Lex Fridman Podcast #343 – Roger Gracie

What Can We Learn From This Talk?

03/12/2022 Lex Fridman released a podcast with the greatest Jiu Jitsu competitor of ALL TIMES!                      And of course I wouldn’t skip that talk, because whenever greatness is talking, I listen.

The first thing that you can capture from the talk, is how calm and self assure is Roger Gracie, if you didn’t saw him fighting, you would understand that it is not a surprise, for him, your Jiu Jitsu is a mirror of who you are, a very agressive person will have a very agressive Jiu Jitsu, the same is with any personality, the cautions, the calm, the shy, the afraid, the irresponsible, the egomaniac even the psycopath haha and so on, so from that point only, you already can see how your Jiu Jitsu is relating to your own personality, and take advantage of that.

But with everything in life, we aren’t just one type, sometimes we are afraid, sometimes calm, sometimes agressive and that is good, the key is to understand the essence, the reason why you would change you way, what caused you to be agressive if you are a calm person, and attack that with logic, by doing this you will learn ALOT about yourself thru your Jiu Jitsu, just pay attention, or start a Jiu Jitsu journal not only about the techniques and sparring sessions, write your emotions as well what led you there.

Second great point is the self belief part of the journey, of course not everybody have to be a world champion, but the self belief thing is way larger than the competition, it is within you, every day, every time you are in a bad spot, a choke, under a heavy pressure on and off the mat, once you fixed your self belief, you’ll fall into that in a second, so if your self belief is a victim one, a weak one, a loser one, every time you feel like going under any kind of pressure you’ll return to that fucking sad self belief.

So what we do about that?? attack it, build your own self belief, know where you are right now,be honest with yourself, bullshiting isn’t going to help here, and then, only then, start building your new self, and work towards that no matter what people say, think or do, don’t matter what you think or say, but what you DO, if you want to create a self belief that you don’t ever give up, so start doing hard stuff, and finish them, and again, and again, and again….you got the point.

Third great point of this talk, is a technical position debate they had, Lex asked Roger what is the upmost dominant position in Jiu Jitsu, and Roger awnser surprised Lex, he said is the Mount, and its funny, because most people would argue that a good back control will give you the most dominant position, because your opponent dosen’t have any limb to attack, and few to defend, seems logical, but what Roger insisted upon was that even with a great back control, you are still under your opponent, and they have a great range of movement to try, whereas Mount pins your opponent down so effectively that even kids when playing, when a Mount is reached is almost impossible to get out, of course that when you know how to escape the Mount it becomes a harder taks, but he still is the upmost dominant position in Roger’s eyes and experience, and from there you have the Billion Dollar submission of Roger Gracie, the Cross-Collar Choke from Mount of course, he says that when your arms are in the spot, and you are in the mount, the chances of escape, or even survive are minimal if even there is one.

Our take on that one?
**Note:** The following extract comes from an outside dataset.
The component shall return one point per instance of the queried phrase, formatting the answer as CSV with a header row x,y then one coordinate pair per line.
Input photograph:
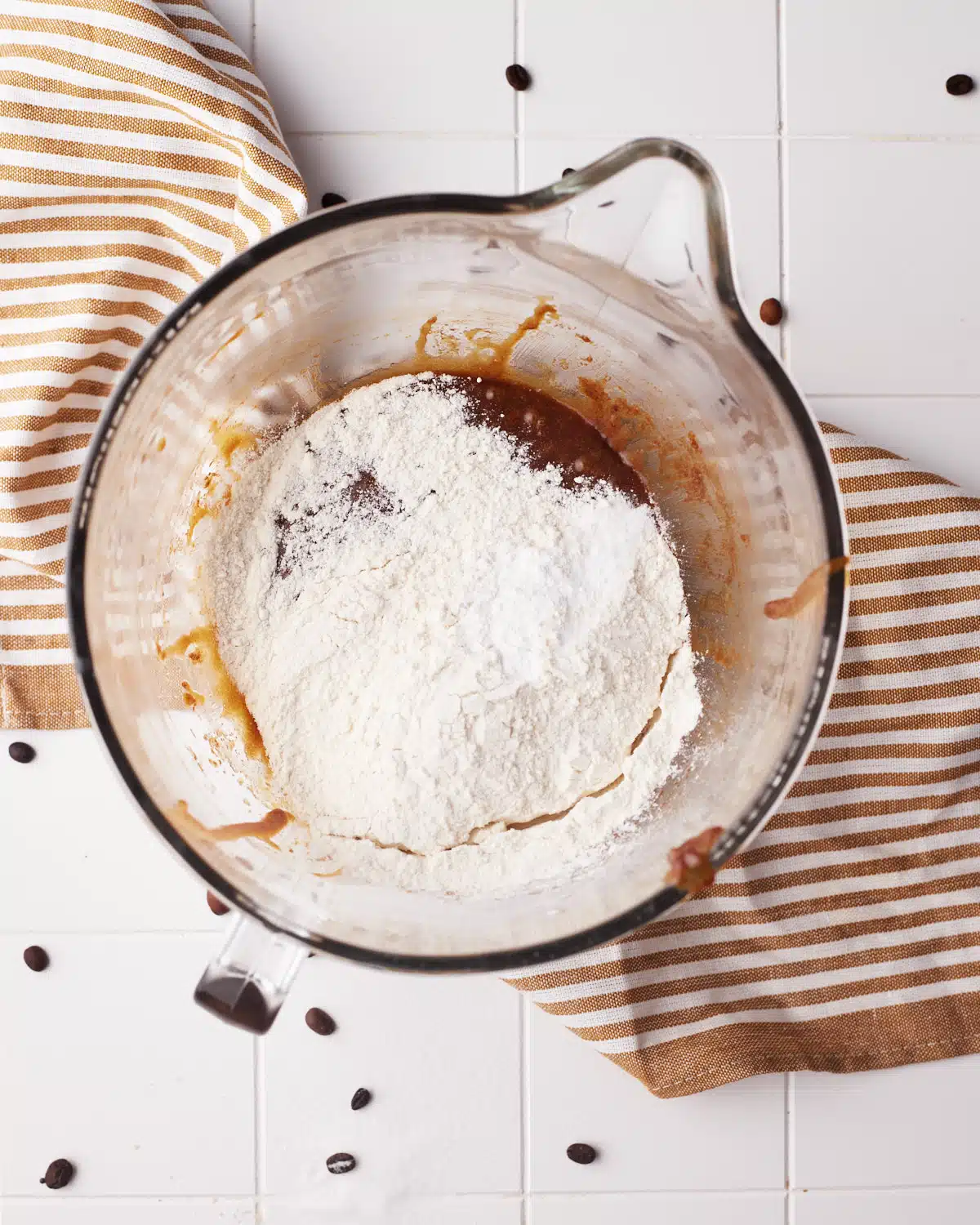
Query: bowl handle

WORK ON YOUR MOUNT CONTROL AND YOU CROSS COLLAR CHOKE! 

The forth and last poin I want to talk about (there is too much to cover and learn so you better listen to it by yourself!) is drilling, I was so happy that Lex talked to him about it, because is a strange area in the Jiu Jitsu world, some people are religious with their drilling and some aren’t all that about them, and what Roger said about it made perfect sense to me, his view on it is that the drilling part is the mechanical understandment of a technique and nothing more, the high reps have to be performed with a responsive training partner, not a dummy, with resistance so you can take what you learned within the drilling phase and bridge the errors by trials, but that dosen’t mean he dosen’t sees value in drilling, but its priority in training time is diferent.

The key is, drill as long as you NEED to understand the mechanical parts of a technique, after that start working on that technique with an active training partner, positional sparring are great for that, you start here and when you reached the goal or not, you reset, but with resistance, thus making the new technique yours with time.

Hope you find those interest points usefull, go and listen to the podcast and feel free to write down other things you took from that incredible talk, see you at the dojo, OSS!